CHAPTER VIII First Visit to Pennsylvania
The proprietor of the new province sailed from Deal, in England, on August 30, 1682, leaving his wife and children at their home in the country. His ship was the Welcome and carried about one hundred passengers. The voyage across the Atlantic took nearly two months, for it was the 24th day of October when the Welcome sighted the capes of the Delaware. During the voyage thirty of the passengers died of smallpox, a common sickness for a ship to carry in those days.
The Welcome took three days to sail up the Delaware to New Castle, which was the chief settlement thereabouts. This place was in the territory that had been granted to Penn by the Duke of York, and here the agents of the duke gave the title to the land to its new owner in their master's name by the old ceremony of "turf and twig and water," a custom long continued in Pennsylvania, and which meant that the former owner, by giving the new owner a piece of turf, a bit of twig, and a cup of water, transferred to him full possession of whatever was to be found on the land in question.
After this ceremony Penn sailed on up the river to the small village of Upland, where his agent, William Markham, was waiting for him. When he had landed at Upland, he asked his friend Pearson to choose a name for the town there, and Pearson, who hailed from the town of Chester in England, gave the settlement the name of that English place.
From Chester William Penn began to explore his new possessions. He found a soil that was rich, woods and fields filled with animals and birds of many kinds, and a wide river with many tributary streams that led far into the interior of his province. Along the Delaware wild birds were plentiful, and every day Indians brought deer from the forests and sold them to the settlers for small amounts of tobacco. The settlers who were already living in the clearings along the Delaware were chiefly Swedes and Dutch, with a few English, who fished in the river, hunted in the bays, and pastured their cattle in the open meadows along the river banks.
Penn was rowed in a barge up the Delaware past a place called Old Tinicum, which had been the residence of the Swedish governor, past that point where the Schuylkill joins the Delaware at what is now League Island, and on to a stretch where the Delaware grew narrower and deeper and where there was high land with a good frontage for deep-draft boats.
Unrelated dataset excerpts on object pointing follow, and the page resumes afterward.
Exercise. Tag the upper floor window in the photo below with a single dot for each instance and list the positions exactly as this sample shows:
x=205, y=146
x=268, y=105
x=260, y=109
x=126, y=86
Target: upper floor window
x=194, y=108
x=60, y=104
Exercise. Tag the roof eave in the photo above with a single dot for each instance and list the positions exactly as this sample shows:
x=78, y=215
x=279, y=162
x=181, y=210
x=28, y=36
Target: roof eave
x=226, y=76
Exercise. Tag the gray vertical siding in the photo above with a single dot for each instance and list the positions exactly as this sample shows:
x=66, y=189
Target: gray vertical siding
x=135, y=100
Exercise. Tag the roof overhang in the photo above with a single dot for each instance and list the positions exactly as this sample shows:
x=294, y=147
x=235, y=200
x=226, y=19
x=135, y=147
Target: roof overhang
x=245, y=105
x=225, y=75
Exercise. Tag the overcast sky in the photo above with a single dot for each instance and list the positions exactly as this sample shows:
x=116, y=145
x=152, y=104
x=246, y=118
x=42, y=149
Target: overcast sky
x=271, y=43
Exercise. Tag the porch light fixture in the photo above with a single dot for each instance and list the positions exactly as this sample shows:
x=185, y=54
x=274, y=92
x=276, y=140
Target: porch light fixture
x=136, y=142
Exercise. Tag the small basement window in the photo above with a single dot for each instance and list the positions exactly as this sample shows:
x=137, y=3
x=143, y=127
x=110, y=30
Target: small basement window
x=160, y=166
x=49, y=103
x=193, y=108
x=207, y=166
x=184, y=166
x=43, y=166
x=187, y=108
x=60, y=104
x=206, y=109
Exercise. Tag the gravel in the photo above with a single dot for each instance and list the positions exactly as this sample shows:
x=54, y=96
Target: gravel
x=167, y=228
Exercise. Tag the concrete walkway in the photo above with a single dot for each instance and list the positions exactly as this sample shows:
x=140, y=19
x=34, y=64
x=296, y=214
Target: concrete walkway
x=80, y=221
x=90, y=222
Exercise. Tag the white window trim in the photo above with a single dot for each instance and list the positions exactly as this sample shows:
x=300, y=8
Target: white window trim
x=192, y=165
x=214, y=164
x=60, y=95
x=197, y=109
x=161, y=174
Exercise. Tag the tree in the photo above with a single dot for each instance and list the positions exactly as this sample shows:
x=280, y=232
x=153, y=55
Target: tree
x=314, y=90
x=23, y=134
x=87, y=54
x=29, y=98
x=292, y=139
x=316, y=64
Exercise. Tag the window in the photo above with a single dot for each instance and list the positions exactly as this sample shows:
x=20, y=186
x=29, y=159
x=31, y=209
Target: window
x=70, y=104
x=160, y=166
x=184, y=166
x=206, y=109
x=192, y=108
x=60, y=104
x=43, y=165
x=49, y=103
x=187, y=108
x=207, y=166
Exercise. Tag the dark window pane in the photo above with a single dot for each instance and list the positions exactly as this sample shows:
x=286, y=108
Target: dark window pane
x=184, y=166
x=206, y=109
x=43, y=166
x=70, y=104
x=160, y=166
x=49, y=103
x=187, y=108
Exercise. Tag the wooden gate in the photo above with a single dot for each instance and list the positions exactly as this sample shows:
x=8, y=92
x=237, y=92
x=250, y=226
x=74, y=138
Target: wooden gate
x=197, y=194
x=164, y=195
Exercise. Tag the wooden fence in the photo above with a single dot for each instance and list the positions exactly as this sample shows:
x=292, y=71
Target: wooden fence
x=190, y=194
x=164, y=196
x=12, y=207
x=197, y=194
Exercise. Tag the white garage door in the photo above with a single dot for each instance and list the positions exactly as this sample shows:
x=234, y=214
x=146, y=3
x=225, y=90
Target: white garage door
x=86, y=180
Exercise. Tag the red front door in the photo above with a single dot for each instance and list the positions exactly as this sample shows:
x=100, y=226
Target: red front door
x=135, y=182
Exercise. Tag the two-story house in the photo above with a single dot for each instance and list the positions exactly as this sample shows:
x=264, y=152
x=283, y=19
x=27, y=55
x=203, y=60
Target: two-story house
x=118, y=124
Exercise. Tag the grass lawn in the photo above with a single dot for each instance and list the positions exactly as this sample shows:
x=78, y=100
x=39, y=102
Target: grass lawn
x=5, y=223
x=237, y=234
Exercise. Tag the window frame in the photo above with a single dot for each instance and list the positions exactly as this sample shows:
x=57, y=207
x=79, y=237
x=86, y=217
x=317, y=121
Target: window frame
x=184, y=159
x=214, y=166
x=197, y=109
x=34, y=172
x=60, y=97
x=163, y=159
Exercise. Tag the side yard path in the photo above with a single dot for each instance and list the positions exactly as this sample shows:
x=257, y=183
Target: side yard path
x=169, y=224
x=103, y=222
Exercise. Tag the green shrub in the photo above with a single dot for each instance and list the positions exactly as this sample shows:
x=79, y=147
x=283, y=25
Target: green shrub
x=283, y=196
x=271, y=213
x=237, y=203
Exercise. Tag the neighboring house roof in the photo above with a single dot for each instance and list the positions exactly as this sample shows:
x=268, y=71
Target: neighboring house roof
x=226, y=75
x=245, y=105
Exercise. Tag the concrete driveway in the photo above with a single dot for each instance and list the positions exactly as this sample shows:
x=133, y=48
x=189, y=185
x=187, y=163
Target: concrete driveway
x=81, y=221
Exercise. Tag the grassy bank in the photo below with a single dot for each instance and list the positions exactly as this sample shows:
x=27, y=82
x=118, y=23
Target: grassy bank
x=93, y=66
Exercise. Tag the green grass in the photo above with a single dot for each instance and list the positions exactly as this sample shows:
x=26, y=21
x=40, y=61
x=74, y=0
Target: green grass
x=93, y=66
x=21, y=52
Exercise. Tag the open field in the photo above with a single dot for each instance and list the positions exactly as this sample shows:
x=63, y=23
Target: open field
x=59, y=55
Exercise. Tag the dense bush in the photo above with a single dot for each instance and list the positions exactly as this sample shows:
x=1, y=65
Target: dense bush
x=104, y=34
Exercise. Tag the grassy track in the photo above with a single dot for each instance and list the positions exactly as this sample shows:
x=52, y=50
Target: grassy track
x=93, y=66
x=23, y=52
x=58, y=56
Here the shore was covered with pines, chestnuts, walnuts, oaks, and laurel, and a small stream flowed into the river. This was the place that Penn's commissioners had chosen for the site of his city. He landed at the mouth of the small stream called Dock Creek, which to-day flows into the sewer under Dock Street, on the water front of Philadelphia, and where then stood a log tavern known as "The Sign of the Blue Anchor." Tradition says that some English settlers and Indians were on the shore to greet the new owner, and that he sat down with the Indians and ate the hominy and roasted acorns that they offered him. Then they indulged in some athletic sports for his entertainment, and Penn himself took part in a jumping match. Tradition has it that he out-jumped the best of the natives!
He liked the site of his "green country town" very much, and also the plans that had been made by his agents. Some of the names they had given to streets he changed. He altered Pool to Walnut and Winn to Chestnut Street, because of the trees that grew near those thoroughfares. One of the main roads he named High Street, which was later changed to Market Street. He planned the open square at Broad and Market streets where the City Hall now stands, but he intended to have it include ten acres of ground. He left a wide boulevard along the Delaware River, and staked out the city on the plan of a checkerboard, leaving four open spaces, which were later given the names of Washington, Franklin, Rittenhouse, and Logan squares.